A Reinforcement Learning Based Incentive Scheme for Multi-Hop Communications in Vehicular Networks

Vehicular network applications heavily rely on multi-hop communication technologies to ensure efficient and reliable data transmissions because of the limited wireless transmission range of vehicles, road side units, and some other mobile devices in the network. There is a common assumption in most of the applications that all network nodes are cooperative during the entire network procedure. However, this is not practical in reality, because rational nodes are reluctant to assist others with consuming own precious resources. Hence, incentive mechanisms are inevitably required to encourage the intermediate nodes to forward data packets for multi-hop communications. Nevertheless, the high mobility of nodes and the intermittent connectivity among them make the estimation of the environment extremely challenging in vehicular networks. Moreover, in some traffic scenarios where there is a lack of fixed infrastructures (rural area, disaster areas, or during maintenance), the incentive schemes should be self-organized in a distributed manner.

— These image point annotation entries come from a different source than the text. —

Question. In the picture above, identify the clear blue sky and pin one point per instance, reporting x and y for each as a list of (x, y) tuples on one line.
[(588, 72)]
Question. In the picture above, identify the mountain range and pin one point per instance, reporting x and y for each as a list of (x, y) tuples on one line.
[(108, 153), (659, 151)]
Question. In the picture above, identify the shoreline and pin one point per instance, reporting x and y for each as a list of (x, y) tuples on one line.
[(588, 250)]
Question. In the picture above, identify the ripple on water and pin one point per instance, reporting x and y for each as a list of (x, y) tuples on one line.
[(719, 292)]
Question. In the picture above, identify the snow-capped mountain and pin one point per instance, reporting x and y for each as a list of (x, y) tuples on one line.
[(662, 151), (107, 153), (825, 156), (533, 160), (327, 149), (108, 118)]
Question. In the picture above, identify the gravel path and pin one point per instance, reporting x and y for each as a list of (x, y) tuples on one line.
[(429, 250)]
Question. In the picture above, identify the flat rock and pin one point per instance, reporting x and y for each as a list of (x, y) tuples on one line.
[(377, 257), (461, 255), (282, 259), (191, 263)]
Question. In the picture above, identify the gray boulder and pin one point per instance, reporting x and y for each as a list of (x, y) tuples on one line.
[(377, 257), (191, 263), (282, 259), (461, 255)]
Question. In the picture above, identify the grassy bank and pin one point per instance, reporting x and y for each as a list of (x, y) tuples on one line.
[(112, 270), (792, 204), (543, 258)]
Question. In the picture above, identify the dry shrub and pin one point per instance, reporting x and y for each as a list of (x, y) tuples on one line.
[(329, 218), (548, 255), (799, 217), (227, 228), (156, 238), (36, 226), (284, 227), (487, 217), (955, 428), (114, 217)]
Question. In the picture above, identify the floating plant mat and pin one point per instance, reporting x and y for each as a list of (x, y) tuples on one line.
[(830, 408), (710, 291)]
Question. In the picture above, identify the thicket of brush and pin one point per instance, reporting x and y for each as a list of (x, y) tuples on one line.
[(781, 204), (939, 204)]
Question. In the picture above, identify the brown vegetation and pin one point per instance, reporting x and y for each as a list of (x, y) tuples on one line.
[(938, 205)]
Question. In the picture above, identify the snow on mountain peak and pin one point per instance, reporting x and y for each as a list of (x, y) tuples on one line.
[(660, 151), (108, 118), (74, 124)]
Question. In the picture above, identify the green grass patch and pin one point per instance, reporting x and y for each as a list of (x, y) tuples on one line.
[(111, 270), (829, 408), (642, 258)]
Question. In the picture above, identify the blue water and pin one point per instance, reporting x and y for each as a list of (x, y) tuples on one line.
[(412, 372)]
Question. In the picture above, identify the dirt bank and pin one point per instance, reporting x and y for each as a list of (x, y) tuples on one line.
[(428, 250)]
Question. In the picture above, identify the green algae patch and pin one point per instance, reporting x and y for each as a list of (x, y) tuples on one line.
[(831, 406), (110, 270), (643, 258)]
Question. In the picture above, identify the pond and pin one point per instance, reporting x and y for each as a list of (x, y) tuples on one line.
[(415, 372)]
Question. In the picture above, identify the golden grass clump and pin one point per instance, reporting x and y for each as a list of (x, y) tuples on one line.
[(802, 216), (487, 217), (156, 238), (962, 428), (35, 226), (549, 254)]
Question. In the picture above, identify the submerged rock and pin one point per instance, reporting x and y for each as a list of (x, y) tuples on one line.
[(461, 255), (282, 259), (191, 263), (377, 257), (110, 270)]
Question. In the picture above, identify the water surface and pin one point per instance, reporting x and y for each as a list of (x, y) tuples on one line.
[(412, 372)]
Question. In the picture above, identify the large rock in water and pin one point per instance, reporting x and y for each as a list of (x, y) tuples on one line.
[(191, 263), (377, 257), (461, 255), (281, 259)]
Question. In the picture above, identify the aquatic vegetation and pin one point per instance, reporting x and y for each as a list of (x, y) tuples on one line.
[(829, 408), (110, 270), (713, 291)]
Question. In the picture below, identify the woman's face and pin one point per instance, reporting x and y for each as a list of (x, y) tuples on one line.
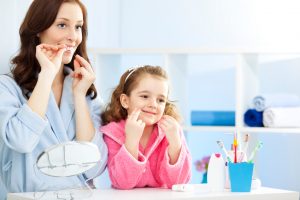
[(66, 30)]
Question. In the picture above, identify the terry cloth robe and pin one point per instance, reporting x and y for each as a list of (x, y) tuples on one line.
[(152, 168), (24, 135)]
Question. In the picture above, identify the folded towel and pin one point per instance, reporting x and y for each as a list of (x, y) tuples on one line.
[(253, 118), (282, 117), (262, 102), (213, 118)]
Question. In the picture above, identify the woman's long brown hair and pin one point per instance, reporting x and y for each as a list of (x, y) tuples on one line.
[(40, 16)]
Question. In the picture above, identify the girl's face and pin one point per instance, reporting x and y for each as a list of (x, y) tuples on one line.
[(66, 30), (149, 96)]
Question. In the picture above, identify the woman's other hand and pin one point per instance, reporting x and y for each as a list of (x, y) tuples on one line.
[(83, 75)]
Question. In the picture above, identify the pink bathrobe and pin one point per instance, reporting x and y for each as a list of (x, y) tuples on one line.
[(152, 169)]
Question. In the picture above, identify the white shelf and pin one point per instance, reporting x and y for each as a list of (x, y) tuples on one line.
[(203, 129), (175, 60), (110, 51), (231, 129)]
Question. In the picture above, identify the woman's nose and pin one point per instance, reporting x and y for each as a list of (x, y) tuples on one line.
[(72, 34), (153, 103)]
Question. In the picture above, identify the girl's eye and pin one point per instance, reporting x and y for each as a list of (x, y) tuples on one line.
[(61, 25), (161, 101), (78, 27)]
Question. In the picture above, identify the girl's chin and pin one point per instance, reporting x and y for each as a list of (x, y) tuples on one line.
[(67, 59)]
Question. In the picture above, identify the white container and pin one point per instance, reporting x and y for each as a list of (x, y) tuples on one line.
[(216, 173)]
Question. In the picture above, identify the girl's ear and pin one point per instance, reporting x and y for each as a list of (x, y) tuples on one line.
[(124, 101)]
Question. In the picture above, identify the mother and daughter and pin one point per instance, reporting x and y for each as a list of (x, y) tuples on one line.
[(49, 98)]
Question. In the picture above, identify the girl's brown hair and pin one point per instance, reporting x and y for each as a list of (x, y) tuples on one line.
[(128, 81), (40, 16)]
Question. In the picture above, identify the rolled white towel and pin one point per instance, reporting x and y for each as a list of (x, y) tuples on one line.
[(261, 102), (288, 117)]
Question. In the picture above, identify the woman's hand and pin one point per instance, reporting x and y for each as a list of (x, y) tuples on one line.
[(50, 57), (83, 75)]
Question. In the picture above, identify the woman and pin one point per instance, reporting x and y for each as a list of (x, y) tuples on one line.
[(49, 97)]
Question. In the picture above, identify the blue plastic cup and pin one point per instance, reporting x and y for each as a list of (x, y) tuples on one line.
[(240, 175)]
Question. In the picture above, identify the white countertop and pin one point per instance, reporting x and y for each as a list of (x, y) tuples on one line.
[(159, 194)]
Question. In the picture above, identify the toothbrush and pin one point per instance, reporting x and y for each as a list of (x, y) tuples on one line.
[(244, 151), (221, 145), (258, 146)]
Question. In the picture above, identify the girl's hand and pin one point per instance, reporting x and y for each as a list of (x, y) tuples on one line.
[(171, 128), (50, 57), (83, 75), (134, 128)]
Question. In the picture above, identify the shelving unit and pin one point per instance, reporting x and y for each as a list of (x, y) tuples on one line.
[(107, 63)]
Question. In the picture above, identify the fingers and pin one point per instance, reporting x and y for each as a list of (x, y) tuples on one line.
[(84, 63), (135, 114)]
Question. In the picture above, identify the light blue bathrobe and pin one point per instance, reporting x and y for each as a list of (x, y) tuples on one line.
[(24, 135)]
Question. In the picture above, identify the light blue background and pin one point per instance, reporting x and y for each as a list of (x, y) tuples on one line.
[(249, 24)]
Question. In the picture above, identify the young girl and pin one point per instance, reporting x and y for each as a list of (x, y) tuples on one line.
[(145, 142)]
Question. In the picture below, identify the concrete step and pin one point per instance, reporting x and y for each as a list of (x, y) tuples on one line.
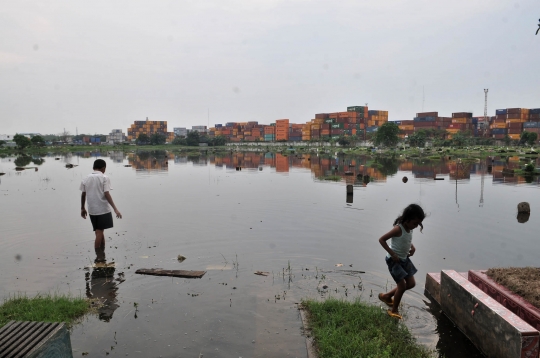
[(492, 328), (511, 301)]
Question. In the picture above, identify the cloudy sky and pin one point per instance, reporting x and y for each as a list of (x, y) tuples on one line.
[(98, 65)]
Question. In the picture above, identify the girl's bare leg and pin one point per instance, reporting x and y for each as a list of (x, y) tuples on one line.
[(100, 239), (406, 284)]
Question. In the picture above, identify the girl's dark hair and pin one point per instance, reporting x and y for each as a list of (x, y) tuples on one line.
[(99, 164), (411, 212)]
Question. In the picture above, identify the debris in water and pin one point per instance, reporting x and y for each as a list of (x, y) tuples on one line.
[(172, 273)]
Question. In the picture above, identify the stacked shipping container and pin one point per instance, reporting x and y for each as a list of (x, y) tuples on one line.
[(149, 127)]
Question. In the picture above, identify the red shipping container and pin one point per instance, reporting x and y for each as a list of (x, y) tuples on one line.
[(427, 114), (462, 115), (514, 125)]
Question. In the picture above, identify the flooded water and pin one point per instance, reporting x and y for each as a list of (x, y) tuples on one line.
[(278, 215)]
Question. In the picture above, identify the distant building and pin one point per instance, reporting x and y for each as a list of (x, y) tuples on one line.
[(180, 131), (116, 136), (149, 127), (200, 129)]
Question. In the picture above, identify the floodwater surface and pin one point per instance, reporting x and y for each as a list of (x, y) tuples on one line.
[(278, 214)]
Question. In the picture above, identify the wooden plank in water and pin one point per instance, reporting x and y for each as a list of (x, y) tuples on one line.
[(173, 273)]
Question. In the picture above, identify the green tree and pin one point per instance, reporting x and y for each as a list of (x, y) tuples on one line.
[(528, 138), (459, 139), (157, 139), (193, 138), (387, 135), (21, 141), (38, 141), (143, 139)]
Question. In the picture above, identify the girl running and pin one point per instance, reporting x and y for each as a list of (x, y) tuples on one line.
[(401, 248)]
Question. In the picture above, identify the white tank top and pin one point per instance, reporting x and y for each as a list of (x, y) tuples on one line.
[(401, 245)]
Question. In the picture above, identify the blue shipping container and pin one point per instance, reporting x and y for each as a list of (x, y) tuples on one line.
[(425, 119), (371, 129)]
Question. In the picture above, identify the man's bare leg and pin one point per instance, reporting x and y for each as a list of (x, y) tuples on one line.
[(100, 239)]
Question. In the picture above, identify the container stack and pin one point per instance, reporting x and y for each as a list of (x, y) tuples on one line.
[(149, 128), (270, 133), (406, 128), (461, 122), (282, 129)]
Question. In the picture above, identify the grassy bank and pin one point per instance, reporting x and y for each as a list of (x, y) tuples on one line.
[(355, 329), (523, 281), (45, 308)]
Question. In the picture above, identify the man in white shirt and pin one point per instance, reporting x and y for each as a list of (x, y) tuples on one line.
[(95, 188)]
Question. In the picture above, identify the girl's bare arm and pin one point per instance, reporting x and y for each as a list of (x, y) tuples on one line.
[(109, 199), (395, 232)]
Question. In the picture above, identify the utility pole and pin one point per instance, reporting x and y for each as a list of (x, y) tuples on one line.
[(484, 164)]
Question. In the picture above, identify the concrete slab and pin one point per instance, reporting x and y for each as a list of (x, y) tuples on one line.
[(513, 302), (493, 329), (433, 286)]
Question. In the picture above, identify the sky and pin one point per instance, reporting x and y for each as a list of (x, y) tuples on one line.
[(100, 65)]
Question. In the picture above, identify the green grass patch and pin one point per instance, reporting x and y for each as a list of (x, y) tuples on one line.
[(344, 329), (44, 308)]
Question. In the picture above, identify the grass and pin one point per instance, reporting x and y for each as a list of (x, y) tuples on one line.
[(355, 329), (523, 281), (44, 308)]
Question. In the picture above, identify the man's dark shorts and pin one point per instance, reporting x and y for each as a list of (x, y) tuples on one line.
[(400, 270), (101, 222)]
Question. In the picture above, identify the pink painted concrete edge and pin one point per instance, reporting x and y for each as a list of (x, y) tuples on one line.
[(532, 315), (523, 327)]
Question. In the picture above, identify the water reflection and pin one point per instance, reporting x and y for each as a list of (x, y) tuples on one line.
[(156, 161), (101, 286)]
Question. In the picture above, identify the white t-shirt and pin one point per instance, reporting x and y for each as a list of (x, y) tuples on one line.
[(95, 185)]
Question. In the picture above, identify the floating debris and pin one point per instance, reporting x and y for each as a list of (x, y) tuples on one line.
[(172, 273)]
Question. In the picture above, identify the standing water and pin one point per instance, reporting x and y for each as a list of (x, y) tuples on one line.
[(288, 216)]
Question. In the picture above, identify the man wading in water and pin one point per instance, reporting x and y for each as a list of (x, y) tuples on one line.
[(95, 188)]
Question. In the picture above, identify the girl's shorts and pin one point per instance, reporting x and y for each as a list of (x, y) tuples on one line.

In this paper, we propose an incentive scheme for multi-hop communications in vehicular networks. The proposed scheme estimates the complicated dynamic environment based on a fuzzy logic approach, then further stimulates intermediate nodes to maximize the expected utility from a long-term perspective based on a reinforcement learning method in a fully distributed manner. To evaluate the performance of our proposed scheme, we conducted extensive computer simulations based on realistic traffic networks in Xi'an city of China. The results of the simulations demonstrate that the proposed scheme has the superiority of incentive capabilities over other baseline approaches in terms of packet delivery ratio, end-to-end delay within vehicular networks.